Arthur finds himself shrugging, still torn about how he's supposed to react to this strange, wild girl. 'I suppose he doesn't want to remember,' he eventually says.

'And so you're not allowed to even play guitar for a hobby?' she asks. 'Arthur, he locked you away on a Sunday like you were a naughty kid who skipped school. You're a grown man, for God's sake! Grow a pair. For once, take control of your life,' she adds like it's the easiest thing in the world. Whatever world it is she lives in, maybe. She knows nothing, clearly, about the real world.

'You can't talk to me like that!' Arthur finds himself saying.

'I can,' she says, folding her arms. 'I can talk to you however I like, Arthur. Listen to yourself! He's turning you into him.'

'No!' Arthur cries, taking her by the shoulders, the first time he's touched her and it's for this? But she doesn't court gentleness, does she. He grits his teeth and stills himself.

'There you are,' she says, pushing him away. 'That's what you should be saying to him.'

'If I do, will you stay?' he asks, as a final desperate try. She only shakes her head.
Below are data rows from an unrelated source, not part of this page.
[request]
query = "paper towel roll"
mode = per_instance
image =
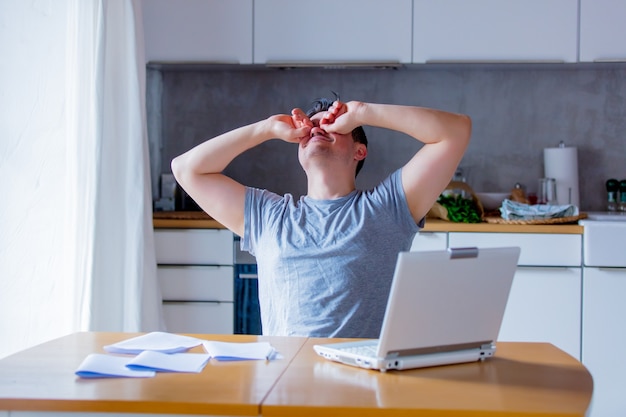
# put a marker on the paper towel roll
(562, 164)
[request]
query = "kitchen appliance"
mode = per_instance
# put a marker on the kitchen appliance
(561, 164)
(247, 310)
(547, 192)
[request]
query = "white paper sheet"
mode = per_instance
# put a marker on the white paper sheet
(225, 351)
(154, 341)
(169, 362)
(98, 365)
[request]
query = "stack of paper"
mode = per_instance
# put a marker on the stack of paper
(163, 352)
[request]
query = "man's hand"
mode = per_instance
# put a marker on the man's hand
(341, 117)
(292, 128)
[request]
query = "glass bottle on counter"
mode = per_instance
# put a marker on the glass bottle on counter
(622, 195)
(612, 187)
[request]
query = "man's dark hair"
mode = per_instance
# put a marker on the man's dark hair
(358, 134)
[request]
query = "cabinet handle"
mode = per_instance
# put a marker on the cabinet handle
(183, 302)
(495, 61)
(608, 60)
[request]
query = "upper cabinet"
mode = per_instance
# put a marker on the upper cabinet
(495, 30)
(198, 31)
(332, 31)
(602, 30)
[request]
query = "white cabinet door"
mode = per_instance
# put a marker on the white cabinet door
(194, 246)
(602, 30)
(545, 306)
(330, 31)
(495, 30)
(196, 283)
(538, 249)
(198, 31)
(604, 338)
(430, 241)
(197, 317)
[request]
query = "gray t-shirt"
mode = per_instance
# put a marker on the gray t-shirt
(325, 266)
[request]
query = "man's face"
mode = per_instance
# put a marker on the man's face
(324, 147)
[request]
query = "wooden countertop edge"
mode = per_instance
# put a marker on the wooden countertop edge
(432, 225)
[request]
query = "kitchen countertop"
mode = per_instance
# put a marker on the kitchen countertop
(201, 220)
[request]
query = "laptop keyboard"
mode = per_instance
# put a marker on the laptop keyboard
(362, 350)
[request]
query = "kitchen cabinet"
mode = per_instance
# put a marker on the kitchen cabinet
(545, 300)
(602, 30)
(198, 31)
(494, 30)
(430, 241)
(195, 269)
(604, 314)
(331, 31)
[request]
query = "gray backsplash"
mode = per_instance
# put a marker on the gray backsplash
(517, 111)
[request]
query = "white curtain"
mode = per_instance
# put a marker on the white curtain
(109, 214)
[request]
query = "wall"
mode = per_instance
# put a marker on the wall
(517, 111)
(35, 295)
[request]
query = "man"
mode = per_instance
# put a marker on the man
(326, 261)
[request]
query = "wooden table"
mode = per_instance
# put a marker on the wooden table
(523, 379)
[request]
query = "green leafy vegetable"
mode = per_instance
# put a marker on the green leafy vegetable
(460, 210)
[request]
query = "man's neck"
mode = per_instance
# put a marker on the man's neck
(329, 186)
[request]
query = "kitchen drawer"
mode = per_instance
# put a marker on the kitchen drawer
(537, 249)
(430, 241)
(194, 246)
(199, 317)
(196, 283)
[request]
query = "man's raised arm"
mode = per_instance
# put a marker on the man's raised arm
(199, 171)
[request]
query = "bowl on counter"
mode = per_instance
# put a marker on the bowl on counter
(492, 201)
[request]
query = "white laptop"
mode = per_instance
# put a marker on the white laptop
(444, 307)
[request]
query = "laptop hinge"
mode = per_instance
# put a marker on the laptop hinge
(461, 253)
(483, 344)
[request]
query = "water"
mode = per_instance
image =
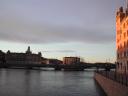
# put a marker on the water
(21, 82)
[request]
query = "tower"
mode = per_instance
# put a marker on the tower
(121, 39)
(28, 50)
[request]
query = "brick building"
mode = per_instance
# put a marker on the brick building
(122, 40)
(23, 58)
(2, 57)
(71, 60)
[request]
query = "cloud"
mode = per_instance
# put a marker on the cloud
(15, 26)
(60, 51)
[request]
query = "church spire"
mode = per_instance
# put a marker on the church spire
(28, 50)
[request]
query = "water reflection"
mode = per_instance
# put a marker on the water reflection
(21, 82)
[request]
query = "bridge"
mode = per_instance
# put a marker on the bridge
(75, 67)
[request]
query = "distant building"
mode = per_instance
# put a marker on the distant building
(23, 58)
(71, 60)
(53, 61)
(122, 40)
(2, 57)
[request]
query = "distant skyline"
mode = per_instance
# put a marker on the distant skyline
(60, 28)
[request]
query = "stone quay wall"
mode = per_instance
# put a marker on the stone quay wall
(111, 87)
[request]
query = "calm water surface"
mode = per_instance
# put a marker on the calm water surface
(21, 82)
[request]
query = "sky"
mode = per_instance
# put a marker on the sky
(59, 28)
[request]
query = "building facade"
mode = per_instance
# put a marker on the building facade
(71, 60)
(2, 57)
(122, 40)
(23, 58)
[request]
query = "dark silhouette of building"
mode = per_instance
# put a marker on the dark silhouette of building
(122, 40)
(52, 61)
(2, 57)
(71, 60)
(23, 58)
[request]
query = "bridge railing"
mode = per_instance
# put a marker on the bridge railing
(120, 78)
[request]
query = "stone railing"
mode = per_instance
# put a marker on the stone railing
(120, 78)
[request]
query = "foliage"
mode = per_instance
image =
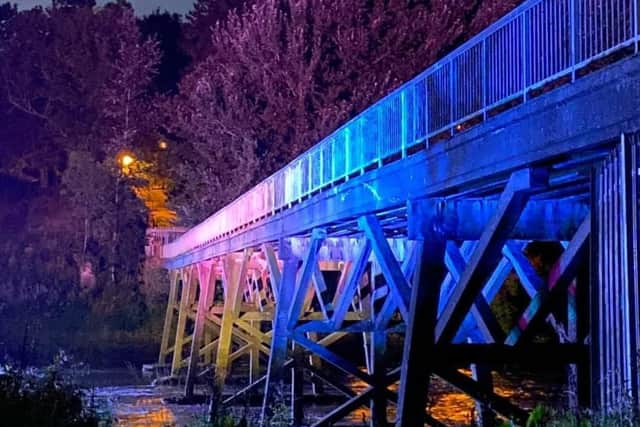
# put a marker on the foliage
(42, 398)
(544, 416)
(281, 75)
(74, 91)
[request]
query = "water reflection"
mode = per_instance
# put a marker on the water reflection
(144, 406)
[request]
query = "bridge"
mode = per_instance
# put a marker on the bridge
(407, 220)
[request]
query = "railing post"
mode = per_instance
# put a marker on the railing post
(573, 34)
(347, 153)
(635, 25)
(426, 113)
(403, 124)
(523, 48)
(452, 95)
(379, 137)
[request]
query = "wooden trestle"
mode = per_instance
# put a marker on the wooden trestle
(417, 272)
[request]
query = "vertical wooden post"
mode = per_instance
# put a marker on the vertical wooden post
(480, 373)
(168, 317)
(379, 400)
(420, 336)
(234, 277)
(297, 388)
(254, 358)
(206, 281)
(317, 386)
(186, 297)
(279, 341)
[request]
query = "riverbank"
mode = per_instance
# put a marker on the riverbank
(132, 402)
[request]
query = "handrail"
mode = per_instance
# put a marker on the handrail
(539, 41)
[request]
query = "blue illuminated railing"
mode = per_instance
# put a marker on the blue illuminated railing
(539, 42)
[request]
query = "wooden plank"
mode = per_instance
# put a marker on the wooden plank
(387, 261)
(329, 356)
(280, 339)
(306, 272)
(344, 294)
(388, 308)
(562, 274)
(480, 393)
(188, 288)
(206, 281)
(168, 317)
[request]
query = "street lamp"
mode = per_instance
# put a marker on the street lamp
(127, 160)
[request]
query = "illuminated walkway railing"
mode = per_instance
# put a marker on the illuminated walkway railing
(537, 43)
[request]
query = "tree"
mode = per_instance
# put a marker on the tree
(167, 29)
(283, 74)
(200, 22)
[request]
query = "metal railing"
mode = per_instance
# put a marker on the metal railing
(538, 42)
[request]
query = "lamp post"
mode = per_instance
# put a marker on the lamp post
(125, 160)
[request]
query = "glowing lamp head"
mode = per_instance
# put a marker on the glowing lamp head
(127, 160)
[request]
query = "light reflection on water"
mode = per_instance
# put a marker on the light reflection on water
(143, 406)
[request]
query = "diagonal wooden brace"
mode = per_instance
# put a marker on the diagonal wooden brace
(487, 254)
(390, 269)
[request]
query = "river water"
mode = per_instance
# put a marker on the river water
(130, 400)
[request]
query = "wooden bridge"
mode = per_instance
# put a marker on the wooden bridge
(407, 220)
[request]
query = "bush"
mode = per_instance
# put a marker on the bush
(41, 398)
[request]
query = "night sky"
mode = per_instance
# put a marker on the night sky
(143, 7)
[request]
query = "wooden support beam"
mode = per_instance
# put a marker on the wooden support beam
(486, 256)
(188, 292)
(280, 340)
(531, 282)
(386, 259)
(420, 335)
(168, 317)
(561, 275)
(206, 281)
(321, 290)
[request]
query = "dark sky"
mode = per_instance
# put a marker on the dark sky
(143, 7)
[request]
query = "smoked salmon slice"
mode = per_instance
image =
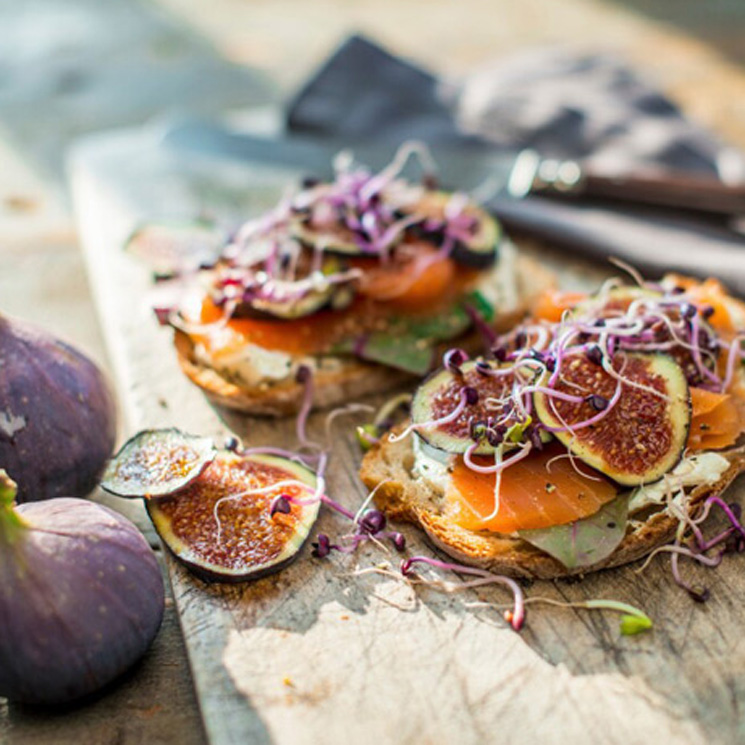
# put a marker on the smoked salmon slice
(715, 420)
(534, 493)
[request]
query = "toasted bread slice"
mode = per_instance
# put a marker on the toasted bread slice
(389, 467)
(350, 378)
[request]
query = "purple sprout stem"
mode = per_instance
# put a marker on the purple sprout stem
(719, 502)
(516, 618)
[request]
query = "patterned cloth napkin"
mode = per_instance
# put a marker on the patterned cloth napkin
(590, 107)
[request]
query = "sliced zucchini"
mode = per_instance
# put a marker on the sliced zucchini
(338, 239)
(480, 250)
(289, 304)
(639, 439)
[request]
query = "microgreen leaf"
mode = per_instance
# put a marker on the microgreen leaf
(631, 625)
(516, 432)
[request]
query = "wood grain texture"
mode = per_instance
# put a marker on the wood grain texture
(316, 653)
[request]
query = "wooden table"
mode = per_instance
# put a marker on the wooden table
(155, 703)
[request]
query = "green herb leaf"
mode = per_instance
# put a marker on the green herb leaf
(584, 542)
(517, 431)
(631, 625)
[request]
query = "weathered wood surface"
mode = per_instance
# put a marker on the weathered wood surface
(316, 653)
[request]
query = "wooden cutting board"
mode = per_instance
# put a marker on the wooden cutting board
(317, 654)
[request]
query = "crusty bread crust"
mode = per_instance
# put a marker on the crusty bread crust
(352, 378)
(403, 496)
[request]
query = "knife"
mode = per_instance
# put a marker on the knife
(473, 166)
(567, 179)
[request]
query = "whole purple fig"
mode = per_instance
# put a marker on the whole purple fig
(81, 597)
(57, 414)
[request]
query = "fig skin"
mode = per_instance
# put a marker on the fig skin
(81, 599)
(57, 414)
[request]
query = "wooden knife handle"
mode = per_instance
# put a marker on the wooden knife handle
(679, 190)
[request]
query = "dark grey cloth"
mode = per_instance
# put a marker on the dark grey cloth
(589, 107)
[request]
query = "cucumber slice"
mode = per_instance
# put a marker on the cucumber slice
(408, 344)
(585, 542)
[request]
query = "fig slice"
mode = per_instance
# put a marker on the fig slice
(441, 393)
(638, 439)
(157, 462)
(243, 518)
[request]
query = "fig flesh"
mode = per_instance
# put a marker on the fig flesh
(243, 518)
(81, 597)
(157, 462)
(57, 414)
(484, 422)
(641, 436)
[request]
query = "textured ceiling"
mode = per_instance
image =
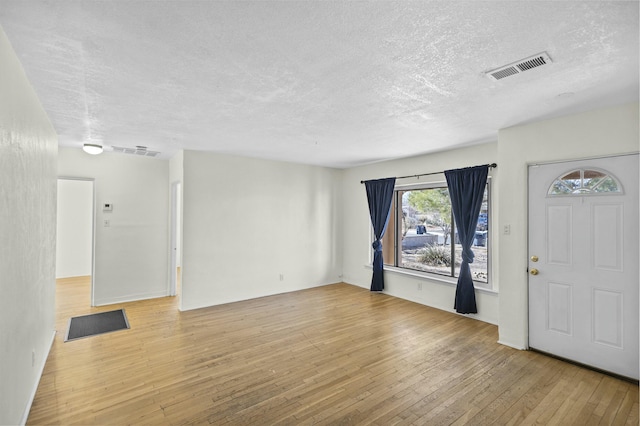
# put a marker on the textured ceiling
(328, 83)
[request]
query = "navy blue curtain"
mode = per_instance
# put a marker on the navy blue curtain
(380, 196)
(466, 189)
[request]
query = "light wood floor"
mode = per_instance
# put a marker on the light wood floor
(336, 355)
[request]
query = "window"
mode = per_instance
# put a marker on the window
(419, 236)
(584, 182)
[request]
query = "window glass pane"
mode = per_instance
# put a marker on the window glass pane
(426, 230)
(479, 267)
(584, 181)
(608, 184)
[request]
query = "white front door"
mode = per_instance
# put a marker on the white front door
(583, 262)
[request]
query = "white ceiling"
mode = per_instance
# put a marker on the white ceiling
(328, 83)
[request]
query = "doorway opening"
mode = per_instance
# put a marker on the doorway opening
(175, 271)
(75, 226)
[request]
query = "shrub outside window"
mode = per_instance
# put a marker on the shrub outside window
(421, 233)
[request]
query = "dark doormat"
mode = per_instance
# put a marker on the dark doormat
(92, 324)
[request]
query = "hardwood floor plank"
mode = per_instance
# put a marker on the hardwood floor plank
(333, 355)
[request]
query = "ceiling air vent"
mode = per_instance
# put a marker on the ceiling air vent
(522, 65)
(138, 150)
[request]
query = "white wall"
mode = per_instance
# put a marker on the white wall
(74, 228)
(357, 227)
(591, 134)
(131, 260)
(247, 221)
(28, 149)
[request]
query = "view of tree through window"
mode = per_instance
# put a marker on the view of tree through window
(423, 237)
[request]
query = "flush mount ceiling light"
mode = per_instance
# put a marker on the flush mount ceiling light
(92, 148)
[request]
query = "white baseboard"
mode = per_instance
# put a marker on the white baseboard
(518, 347)
(131, 298)
(25, 415)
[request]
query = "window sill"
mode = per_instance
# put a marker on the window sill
(430, 277)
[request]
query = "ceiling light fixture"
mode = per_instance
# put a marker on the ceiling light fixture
(92, 148)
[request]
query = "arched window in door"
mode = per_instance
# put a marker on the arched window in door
(585, 182)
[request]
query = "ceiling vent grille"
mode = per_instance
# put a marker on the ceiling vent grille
(138, 150)
(520, 66)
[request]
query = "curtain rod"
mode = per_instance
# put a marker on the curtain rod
(491, 166)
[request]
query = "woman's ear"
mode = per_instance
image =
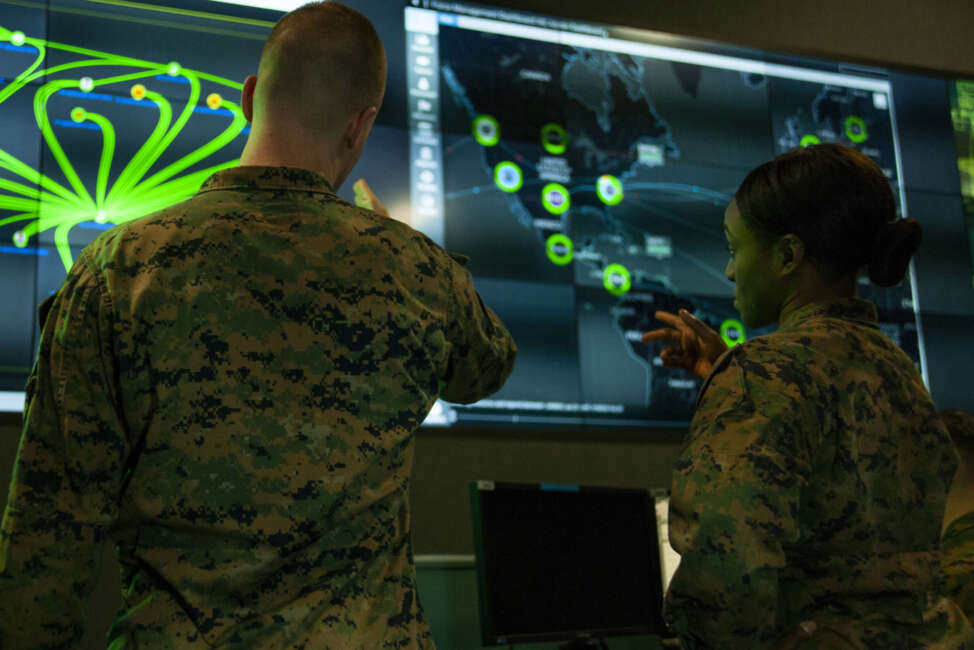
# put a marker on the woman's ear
(789, 253)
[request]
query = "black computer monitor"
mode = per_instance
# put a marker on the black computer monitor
(565, 562)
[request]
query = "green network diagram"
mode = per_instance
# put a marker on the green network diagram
(40, 203)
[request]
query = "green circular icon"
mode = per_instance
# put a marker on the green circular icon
(617, 280)
(486, 130)
(508, 176)
(733, 333)
(855, 129)
(560, 249)
(609, 189)
(555, 198)
(554, 139)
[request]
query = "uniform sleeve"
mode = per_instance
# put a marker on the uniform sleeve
(482, 350)
(67, 474)
(733, 509)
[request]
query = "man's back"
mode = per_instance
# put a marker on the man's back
(274, 349)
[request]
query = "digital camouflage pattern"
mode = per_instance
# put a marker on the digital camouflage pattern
(811, 486)
(958, 562)
(228, 391)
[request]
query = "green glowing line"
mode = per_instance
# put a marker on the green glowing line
(14, 203)
(51, 205)
(61, 242)
(40, 74)
(44, 123)
(128, 77)
(187, 12)
(153, 153)
(220, 80)
(31, 192)
(107, 152)
(189, 183)
(22, 78)
(24, 216)
(10, 163)
(51, 217)
(148, 153)
(217, 143)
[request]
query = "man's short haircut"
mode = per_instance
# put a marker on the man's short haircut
(321, 61)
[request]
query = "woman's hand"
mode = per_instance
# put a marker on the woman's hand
(691, 344)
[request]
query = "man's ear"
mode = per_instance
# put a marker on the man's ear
(790, 254)
(359, 126)
(247, 97)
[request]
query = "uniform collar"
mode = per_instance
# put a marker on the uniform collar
(852, 309)
(268, 178)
'Don't do it for me,' she says. 'It's not real if you do it for me. Do it for yourself. You owe yourself that.' She leans in and kisses him gently on the cheek, slipping a cold hand into the pocket and squeezing his own hand for a second.

'Don't worry,' she says. 'I'll be back, one of these days.'

He stand and watches her walk away, and can't help but think he could have caught up with her easily, and wonder what's making him stay.

***

Three years later, Arthur's grown a beard, and he and Gaius are setting up their amplifiers in a pub far from Uther's restaurant, a pub with the name 'Camelot' over the door and Arthur's name on the deeds, when someone dark-haired and slight slips into the bar.

She's sitting three rows back with a beer in one hand, watching intently. And Arthur sees her, and smiles as he sings 'the dice were loaded from the start. And I bet, and you exploded into my heart.'

He also sees her roll her eyes at that. He shakes his head at himself. He didn't forget, exactly, but he should have remembered better that she's not a girl who likes a lovesong the way it's meant to be. That's okay. There's always another song.